If I am not a “natural” Cheerleader, then who’s to say I was ever a “natural” Mad Scientist? Had a few factors in my life gone differently, or gone differently sooner, perhaps my “natural happiness blend” would have been completely different.

For what it’s worth, I don’t relate to some of the natural challenges of Cheerleaders as defined on Brooks’s site. I don’t avoid looking at the potential negatives of a situation. (That would be professional suicide for a lawyer; lawyers specialize in anticipating what could go wrong and preventing it.) I don’t have a tendency to sugarcoat things to people — if anything, I have a reputation for telling it like it is (a quality often respected but not always enjoyed by those around me).

raising our Happiness temperature

Perhaps, rather than having a “natural happiness blend,” we tend toward a certain happiness temperature. At a given stage of our lives, we tend to hold positive and negative emotions in a particular way (or to release them).

So is happiness a matter of “nature” or choice?

I’m sure neurology research has something to say about this.

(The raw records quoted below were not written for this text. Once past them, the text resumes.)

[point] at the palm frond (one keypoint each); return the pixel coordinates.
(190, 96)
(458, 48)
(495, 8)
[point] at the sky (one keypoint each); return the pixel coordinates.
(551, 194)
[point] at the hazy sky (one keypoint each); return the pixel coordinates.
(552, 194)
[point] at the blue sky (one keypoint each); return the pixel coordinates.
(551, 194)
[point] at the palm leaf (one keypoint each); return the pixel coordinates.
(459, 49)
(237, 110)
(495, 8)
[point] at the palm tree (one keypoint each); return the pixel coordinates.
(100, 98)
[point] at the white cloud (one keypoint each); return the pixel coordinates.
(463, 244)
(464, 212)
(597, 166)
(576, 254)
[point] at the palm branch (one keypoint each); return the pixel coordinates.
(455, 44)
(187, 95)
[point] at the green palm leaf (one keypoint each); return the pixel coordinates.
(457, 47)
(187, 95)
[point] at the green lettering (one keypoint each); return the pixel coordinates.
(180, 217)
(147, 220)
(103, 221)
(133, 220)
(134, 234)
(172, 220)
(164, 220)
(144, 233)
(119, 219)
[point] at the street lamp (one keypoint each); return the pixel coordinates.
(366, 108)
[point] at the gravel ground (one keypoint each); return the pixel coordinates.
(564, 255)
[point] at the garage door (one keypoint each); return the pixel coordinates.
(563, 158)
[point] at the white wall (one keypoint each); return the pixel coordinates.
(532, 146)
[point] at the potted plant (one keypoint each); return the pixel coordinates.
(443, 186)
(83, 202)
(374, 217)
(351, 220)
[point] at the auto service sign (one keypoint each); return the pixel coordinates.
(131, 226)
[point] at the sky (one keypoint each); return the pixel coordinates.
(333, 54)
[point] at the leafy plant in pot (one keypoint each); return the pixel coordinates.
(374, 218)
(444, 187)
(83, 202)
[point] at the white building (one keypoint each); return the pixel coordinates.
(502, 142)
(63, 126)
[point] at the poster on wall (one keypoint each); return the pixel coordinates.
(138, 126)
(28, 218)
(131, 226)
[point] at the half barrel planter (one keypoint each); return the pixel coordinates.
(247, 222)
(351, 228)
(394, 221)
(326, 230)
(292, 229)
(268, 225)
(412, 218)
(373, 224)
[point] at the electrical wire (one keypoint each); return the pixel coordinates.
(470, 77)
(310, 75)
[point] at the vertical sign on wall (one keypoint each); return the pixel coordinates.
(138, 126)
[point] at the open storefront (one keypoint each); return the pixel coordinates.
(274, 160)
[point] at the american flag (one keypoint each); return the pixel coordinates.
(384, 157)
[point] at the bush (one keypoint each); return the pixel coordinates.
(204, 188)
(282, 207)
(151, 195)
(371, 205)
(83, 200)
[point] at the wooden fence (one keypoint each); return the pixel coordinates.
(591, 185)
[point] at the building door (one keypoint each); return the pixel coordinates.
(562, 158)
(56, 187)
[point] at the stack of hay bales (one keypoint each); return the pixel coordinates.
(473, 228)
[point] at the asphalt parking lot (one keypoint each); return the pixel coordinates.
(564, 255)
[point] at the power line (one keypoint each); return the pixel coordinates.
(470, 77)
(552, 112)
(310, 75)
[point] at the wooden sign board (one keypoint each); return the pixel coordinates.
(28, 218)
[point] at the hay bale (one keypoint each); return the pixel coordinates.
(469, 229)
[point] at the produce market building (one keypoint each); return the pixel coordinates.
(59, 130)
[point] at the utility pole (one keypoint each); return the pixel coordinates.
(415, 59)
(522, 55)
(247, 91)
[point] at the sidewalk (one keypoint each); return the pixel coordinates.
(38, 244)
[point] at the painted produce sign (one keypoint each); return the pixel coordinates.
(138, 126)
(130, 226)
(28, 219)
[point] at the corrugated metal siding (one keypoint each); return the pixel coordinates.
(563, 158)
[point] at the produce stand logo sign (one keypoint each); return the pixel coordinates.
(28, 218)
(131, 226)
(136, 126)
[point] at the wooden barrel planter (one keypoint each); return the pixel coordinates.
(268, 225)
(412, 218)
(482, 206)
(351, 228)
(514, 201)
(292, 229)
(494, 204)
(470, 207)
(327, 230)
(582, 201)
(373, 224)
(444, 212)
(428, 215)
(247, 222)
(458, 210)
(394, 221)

But neurology also has something to say about neuroplasticity — the notion that our brains respond to the connections we deliberately make. Biology, neuroplasticity suggests, is not destiny.

Choose Happiness

Brooks’s (and Winfrey’s) message still applies: You can use the research on “happy people,” apply it to your own life, and raise your general happiness temperature.

But maybe happiness has much more to do with daily choices than with nature. That may be more helpful than thinking we have a “natural” happiness blend — a loaded gun we have to carry gingerly to avoid shooting our toes off.

No one said happiness is easy or automatic — but it is something that’s within your power to choose.